In a new pushback over its role in an ongoing e-book controversy, Apple said that Steve Jobs’ widely reported quotes on Amazon and book publishers “will speak for themselves.” The company also denied again that it conspired to fix e-book prices.

Apple (AAPL)
photo: Getty Images / Daniel Barry

In a new pushback over its role in an ongoing e-book controversy, Apple said that Steve Jobs’ widely reported quotes on Amazon and book publishers “will speak for themselves.” The company also denied once again that it conspired to fix prices.

Apple set out the claims in a legal filing this week that responds to a sprawling class action suit. The suit seeks millions on behalf of consumers who allegedly overpaid for e-books after Apple and publishers changed to agency pricing.

The new filing is part of a complicated legal two-step in which Apple and two publishers are fighting both Justice Department antitrust claims and a parallel suit in which class action lawyers and state governments seek money.

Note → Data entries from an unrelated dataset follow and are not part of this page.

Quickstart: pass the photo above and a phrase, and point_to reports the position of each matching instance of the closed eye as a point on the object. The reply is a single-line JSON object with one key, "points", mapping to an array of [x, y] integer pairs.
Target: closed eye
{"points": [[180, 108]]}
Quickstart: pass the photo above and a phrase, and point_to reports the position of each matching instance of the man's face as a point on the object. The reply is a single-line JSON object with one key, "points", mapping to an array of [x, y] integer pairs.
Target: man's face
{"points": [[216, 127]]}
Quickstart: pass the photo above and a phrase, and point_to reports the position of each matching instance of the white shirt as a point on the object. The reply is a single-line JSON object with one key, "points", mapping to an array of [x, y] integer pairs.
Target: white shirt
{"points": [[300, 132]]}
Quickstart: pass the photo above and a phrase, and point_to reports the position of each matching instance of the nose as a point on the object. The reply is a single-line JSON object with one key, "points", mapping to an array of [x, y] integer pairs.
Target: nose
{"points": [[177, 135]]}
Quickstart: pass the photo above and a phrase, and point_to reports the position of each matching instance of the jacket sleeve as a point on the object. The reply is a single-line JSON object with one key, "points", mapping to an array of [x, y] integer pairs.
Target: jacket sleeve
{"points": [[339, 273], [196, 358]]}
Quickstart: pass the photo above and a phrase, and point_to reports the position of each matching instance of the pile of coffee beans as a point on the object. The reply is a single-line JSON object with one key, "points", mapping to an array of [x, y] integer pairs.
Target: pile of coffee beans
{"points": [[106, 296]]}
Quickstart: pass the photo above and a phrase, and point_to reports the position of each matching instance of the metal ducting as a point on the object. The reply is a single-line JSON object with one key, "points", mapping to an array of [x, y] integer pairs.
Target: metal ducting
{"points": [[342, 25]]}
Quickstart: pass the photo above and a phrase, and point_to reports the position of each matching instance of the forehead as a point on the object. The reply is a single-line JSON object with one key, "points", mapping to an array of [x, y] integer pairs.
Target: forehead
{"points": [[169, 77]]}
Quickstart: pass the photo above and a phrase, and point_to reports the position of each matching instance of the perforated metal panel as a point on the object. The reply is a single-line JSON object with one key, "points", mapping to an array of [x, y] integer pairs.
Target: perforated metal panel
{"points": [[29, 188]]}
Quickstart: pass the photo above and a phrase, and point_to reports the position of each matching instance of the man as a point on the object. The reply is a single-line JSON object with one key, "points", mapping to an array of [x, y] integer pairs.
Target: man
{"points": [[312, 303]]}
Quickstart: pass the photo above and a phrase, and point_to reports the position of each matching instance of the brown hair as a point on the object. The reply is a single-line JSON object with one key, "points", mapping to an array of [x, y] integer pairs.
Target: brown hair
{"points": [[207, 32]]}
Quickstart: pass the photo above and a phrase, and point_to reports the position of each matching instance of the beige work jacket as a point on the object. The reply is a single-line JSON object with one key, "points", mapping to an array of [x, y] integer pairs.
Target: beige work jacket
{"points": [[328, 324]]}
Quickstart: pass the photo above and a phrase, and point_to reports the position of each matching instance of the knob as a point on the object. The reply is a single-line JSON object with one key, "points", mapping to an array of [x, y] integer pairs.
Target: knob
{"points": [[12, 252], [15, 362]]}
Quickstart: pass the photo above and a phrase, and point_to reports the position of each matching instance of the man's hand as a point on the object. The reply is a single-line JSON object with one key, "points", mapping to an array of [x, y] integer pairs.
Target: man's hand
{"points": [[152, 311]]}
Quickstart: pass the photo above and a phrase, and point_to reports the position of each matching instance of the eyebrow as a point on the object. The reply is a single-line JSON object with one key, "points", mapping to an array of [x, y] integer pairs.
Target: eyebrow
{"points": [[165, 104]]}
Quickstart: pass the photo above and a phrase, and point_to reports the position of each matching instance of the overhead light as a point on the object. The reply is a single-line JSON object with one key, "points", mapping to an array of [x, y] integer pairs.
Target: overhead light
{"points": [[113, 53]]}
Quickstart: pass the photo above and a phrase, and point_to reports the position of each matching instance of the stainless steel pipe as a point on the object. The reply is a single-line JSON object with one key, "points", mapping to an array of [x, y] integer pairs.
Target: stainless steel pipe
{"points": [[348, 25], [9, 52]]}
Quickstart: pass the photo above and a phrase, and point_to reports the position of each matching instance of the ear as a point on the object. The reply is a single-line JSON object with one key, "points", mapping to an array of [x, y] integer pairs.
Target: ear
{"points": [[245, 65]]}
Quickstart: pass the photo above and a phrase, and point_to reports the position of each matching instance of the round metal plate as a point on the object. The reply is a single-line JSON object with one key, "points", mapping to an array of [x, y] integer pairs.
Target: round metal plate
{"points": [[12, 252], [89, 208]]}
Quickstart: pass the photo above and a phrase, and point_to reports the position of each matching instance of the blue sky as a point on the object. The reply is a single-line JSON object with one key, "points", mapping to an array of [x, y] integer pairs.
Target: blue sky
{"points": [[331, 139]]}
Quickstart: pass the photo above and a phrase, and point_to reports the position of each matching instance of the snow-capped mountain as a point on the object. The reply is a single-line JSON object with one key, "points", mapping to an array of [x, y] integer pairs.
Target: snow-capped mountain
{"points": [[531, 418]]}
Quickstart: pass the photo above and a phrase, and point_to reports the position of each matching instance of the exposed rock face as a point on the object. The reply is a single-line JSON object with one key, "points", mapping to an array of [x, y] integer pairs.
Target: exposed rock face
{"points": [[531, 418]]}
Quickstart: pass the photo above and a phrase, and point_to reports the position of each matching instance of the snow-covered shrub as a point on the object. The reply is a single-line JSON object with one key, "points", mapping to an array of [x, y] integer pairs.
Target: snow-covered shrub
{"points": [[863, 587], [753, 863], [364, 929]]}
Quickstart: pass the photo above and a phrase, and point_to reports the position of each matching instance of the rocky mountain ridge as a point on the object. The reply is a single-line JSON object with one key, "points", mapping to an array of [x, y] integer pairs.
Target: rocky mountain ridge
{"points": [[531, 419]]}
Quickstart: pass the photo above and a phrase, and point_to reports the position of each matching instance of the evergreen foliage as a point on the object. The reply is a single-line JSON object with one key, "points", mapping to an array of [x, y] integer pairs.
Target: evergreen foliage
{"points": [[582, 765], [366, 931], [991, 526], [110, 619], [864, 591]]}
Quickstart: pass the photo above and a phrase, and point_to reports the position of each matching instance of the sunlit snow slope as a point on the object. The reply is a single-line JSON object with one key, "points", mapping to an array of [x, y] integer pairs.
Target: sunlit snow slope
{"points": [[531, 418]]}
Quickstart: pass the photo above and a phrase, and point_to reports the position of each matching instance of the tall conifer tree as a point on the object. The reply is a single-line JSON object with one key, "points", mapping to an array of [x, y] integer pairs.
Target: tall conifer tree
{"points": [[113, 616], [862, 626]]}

Apple’s latest arguments comes after a colorful filing last week in which it said the Justice Department’s case was “fundamentally flawed” and mischaracterized Steve Jobs’ description of an “akido move” on Amazon:

“Akido” is not a team sport like football with a quarterback directing the plays; it is a defensive martial art practiced one-on-one by individuals, requiring use of little strength or power, based on redirecting an attacker’s own force.

This week’s filing has less flair and instead sets out point-by-point refutations of the class action lawyers’ claims. The most notable of these addresses a famous episode in which Steve Jobs told a Wall Street Journal reporter that “Publishers are actually withholding their books from Amazon because they’re unhappy.” Apple says this statement and another account in which Jobs said “Amazon screwed it up” and “We pulled it off” will “speak for themselves.”

Apple also notes that a series of bilateral contracts it negotiated with the publishers in January of 2010 have similar terms but are not identical. The point is intended to emphasize that Apple didn’t quarterback a conspiracy.

The most intriguing part of Apple’s filing, however, comes at the conclusion. That’s where Apple suggests that the class action can’t go ahead in the first place because some publishers are already paying money to state governments to settle some of the claims. Apple says it would be unfair for both actions to go forward at the same time.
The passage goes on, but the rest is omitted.